The second member of transient receptor potential-melastatin channel family protects hearts from ischemia-reperfusion injury

Barbara A. Miller, Ju Fang Wang, Iwona Hirschler-Laszkiewicz, Erhe Gao, Jianliang Song, Xue Qian Zhang, Walter J. Koch, Muniswamy Madesh, Karthik Mallilankaraman, Tongda Gu, Shu Jen Chen, Kerry Keefer, Kathleen Conrad, Arthur M. Feldman, Joseph Y. Cheung

Research output: Contribution to journalArticle

35 Citations (Scopus)

Abstract

The second member of the transient receptor potential-melastatin channel family (TRPM2) is expressed in the heart and vasculature.

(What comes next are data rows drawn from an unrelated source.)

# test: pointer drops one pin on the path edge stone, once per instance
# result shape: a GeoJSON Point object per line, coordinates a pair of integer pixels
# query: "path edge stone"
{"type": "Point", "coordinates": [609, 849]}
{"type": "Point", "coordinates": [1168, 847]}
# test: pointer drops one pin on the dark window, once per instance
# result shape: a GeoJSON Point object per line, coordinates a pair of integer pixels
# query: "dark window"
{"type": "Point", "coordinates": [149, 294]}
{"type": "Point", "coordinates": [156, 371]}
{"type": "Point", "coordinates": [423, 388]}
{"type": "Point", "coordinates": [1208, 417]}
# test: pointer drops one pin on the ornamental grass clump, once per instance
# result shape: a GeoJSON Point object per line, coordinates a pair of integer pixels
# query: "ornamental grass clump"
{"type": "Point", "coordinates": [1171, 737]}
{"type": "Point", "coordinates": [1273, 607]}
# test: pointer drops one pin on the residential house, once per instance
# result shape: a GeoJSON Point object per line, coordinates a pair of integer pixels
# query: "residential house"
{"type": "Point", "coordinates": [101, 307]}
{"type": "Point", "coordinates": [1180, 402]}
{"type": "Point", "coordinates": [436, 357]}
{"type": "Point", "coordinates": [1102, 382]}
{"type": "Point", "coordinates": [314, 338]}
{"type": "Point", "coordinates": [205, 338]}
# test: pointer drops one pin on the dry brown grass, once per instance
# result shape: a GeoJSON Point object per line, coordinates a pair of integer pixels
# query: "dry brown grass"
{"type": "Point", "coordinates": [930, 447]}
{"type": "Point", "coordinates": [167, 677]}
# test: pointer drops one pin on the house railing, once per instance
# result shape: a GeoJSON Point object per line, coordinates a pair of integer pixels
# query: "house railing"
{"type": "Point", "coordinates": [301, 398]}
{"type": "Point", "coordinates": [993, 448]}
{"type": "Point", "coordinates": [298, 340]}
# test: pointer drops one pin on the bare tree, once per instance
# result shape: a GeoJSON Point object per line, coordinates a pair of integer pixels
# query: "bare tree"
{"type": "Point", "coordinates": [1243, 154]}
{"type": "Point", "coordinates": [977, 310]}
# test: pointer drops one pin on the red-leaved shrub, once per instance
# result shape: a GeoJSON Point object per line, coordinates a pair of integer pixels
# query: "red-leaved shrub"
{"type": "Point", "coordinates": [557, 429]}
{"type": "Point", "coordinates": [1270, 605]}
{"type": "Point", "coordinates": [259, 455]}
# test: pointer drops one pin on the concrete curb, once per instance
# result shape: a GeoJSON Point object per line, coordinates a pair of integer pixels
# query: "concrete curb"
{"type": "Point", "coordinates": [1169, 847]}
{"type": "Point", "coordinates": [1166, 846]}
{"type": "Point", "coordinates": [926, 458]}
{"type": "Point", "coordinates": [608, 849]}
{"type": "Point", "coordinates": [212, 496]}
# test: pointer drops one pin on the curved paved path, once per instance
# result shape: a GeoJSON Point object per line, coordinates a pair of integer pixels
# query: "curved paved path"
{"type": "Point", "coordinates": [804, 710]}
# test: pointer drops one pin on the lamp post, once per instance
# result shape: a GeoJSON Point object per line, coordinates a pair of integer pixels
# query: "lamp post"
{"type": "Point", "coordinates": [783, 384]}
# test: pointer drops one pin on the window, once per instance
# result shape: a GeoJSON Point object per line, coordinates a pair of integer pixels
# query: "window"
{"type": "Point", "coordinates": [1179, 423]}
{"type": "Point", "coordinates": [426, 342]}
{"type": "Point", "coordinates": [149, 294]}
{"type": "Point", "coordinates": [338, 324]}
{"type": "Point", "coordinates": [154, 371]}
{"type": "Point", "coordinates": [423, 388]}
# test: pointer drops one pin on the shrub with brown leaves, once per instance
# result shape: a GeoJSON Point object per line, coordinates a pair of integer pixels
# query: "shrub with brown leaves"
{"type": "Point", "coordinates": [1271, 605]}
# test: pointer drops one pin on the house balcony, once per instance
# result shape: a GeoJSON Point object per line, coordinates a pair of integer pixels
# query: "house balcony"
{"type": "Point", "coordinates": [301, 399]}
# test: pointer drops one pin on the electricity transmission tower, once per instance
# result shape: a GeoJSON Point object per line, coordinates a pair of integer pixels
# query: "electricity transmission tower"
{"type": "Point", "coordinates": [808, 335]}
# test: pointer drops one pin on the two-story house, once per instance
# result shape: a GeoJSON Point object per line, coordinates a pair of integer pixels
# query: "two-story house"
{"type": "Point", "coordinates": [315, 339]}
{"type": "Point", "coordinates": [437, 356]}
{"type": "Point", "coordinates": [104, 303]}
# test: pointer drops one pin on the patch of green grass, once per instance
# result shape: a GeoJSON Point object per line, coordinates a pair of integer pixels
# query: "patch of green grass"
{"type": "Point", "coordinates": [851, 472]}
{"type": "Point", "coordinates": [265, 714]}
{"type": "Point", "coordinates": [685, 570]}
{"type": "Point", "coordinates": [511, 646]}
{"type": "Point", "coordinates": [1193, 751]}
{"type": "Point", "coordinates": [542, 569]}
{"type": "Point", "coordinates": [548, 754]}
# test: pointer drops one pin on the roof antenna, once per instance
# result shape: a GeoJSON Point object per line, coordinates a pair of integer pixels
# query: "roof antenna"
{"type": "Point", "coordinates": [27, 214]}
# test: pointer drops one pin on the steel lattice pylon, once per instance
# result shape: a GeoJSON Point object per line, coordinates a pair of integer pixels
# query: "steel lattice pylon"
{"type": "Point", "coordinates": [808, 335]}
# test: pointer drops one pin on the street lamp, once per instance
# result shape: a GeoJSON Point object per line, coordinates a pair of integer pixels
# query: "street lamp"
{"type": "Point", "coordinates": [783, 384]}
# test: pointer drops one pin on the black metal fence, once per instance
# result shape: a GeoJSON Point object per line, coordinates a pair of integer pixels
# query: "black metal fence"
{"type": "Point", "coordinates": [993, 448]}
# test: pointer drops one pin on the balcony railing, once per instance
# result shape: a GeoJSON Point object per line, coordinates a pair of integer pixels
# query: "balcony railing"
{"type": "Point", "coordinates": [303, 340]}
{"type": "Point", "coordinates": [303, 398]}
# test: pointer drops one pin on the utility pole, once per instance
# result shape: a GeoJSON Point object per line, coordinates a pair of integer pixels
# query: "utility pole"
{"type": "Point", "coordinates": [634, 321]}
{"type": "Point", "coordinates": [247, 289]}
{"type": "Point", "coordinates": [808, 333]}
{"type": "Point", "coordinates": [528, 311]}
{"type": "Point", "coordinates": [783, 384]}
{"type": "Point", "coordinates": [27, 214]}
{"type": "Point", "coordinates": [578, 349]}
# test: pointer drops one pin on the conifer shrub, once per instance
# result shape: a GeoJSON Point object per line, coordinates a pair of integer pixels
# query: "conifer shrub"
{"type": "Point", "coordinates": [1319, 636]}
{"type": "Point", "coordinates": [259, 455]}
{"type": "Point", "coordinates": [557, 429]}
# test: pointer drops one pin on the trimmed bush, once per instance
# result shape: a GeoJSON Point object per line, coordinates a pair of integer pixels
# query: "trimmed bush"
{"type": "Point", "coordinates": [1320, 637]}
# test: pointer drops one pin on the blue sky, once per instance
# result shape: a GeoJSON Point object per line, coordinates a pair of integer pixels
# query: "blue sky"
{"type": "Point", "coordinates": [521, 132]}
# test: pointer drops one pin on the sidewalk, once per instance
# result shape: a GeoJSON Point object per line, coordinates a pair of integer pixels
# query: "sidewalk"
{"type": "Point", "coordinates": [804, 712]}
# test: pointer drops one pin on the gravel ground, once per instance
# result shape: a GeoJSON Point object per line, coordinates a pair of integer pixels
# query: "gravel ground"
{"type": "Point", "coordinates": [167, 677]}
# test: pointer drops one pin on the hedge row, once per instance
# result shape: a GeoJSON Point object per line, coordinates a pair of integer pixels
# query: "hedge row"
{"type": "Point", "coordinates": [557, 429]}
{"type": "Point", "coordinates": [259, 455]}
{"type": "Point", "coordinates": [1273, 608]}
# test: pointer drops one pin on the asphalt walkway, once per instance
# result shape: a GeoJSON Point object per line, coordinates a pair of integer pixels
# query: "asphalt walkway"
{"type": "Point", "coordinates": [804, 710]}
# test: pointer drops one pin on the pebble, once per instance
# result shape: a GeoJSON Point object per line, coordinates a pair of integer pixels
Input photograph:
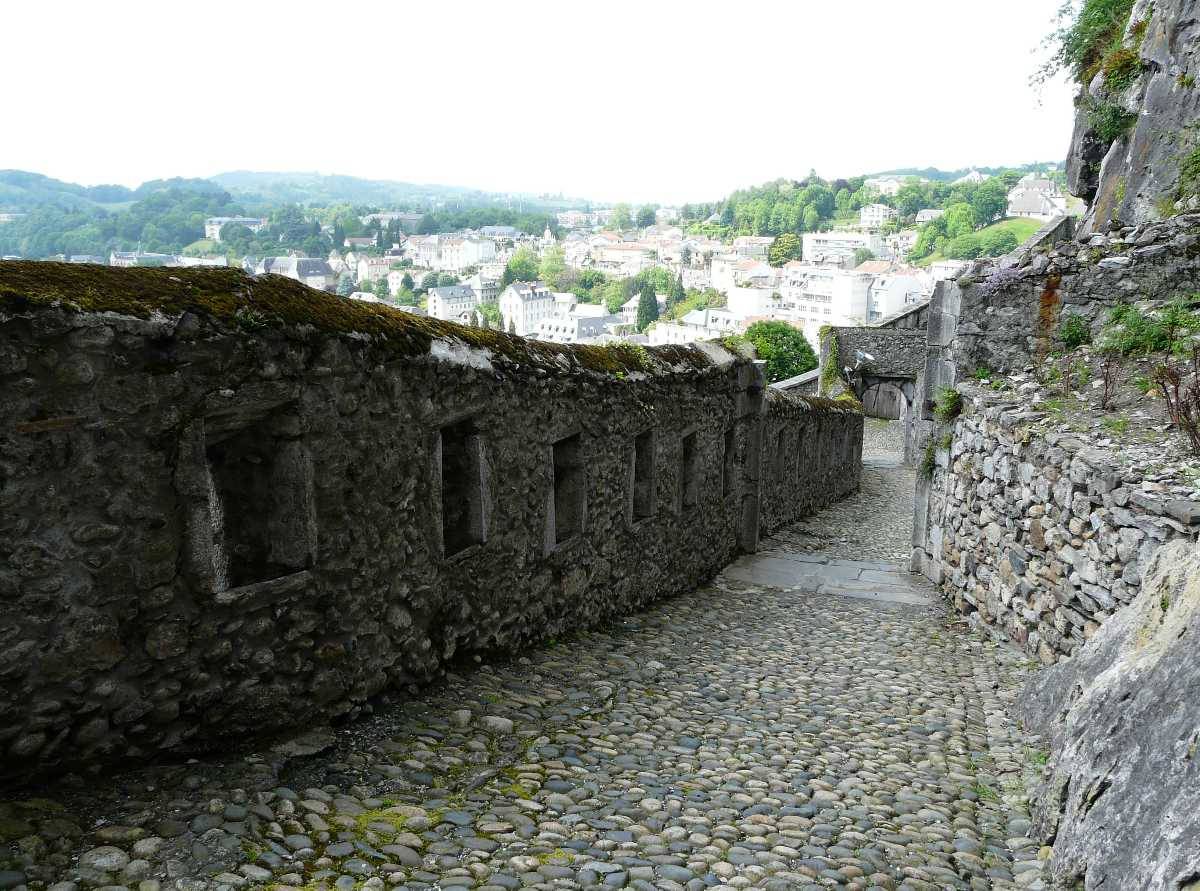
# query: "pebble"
{"type": "Point", "coordinates": [741, 736]}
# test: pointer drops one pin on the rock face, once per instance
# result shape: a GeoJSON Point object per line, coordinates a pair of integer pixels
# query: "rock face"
{"type": "Point", "coordinates": [1122, 718]}
{"type": "Point", "coordinates": [1135, 178]}
{"type": "Point", "coordinates": [231, 507]}
{"type": "Point", "coordinates": [1037, 536]}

TRPM2 channels were expressed in the sarcolemma and transverse tubules of adult left ventricular (LV) myocytes. Cardiac TRPM2 channels were functional since activation with H2O2 resulted in Ca2+ influx that was dependent on extracellular Ca2+, was significantly higher in wild-type (WT) myocytes compared with TRPM2 knockout (KO) myocytes, and inhibited by clotrimazole in WT myocytes. At rest, there were no differences in LV mass, heart rate, fractional shortening, and +dP/dt between WT and KO hearts. At 2-3 days after ischemia-reperfusion (I/R), despite similar areas at risk and infarct sizes, KO hearts had lower fractional shortening and +dP/dt compared with WT hearts. Compared with WT I/R myocytes, expression of the Na+/Ca2+ exchanger (NCX1) and NCX1 current were increased, expression of the α1-subunit of Na+-K+-ATPase and Na+ pump current were decreased, and action potential duration was prolonged in KO I/R myocytes. Post-I/R, intracellular Ca2+ concentration transients and contraction amplitudes were equally depressed in WT and KO myocytes. After 2 h of hypoxia followed by 30 min of reoxygenation, levels of ROS were significantly higher in KO compared with WT LV myocytes. Compared with WT I/R hearts, oxygen radical scavenging enzymes (SODs) and their upstream regulators (forkhead box transcription factors and hypoxia-inducible factor) were lower, whereas NADPH oxidase was higher, in KO I/R hearts. We conclude that TRPM2 channels protected hearts from I/R injury by decreasing generation and enhancing scavenging of ROS, thereby reducing I/Rinduced oxidative stress.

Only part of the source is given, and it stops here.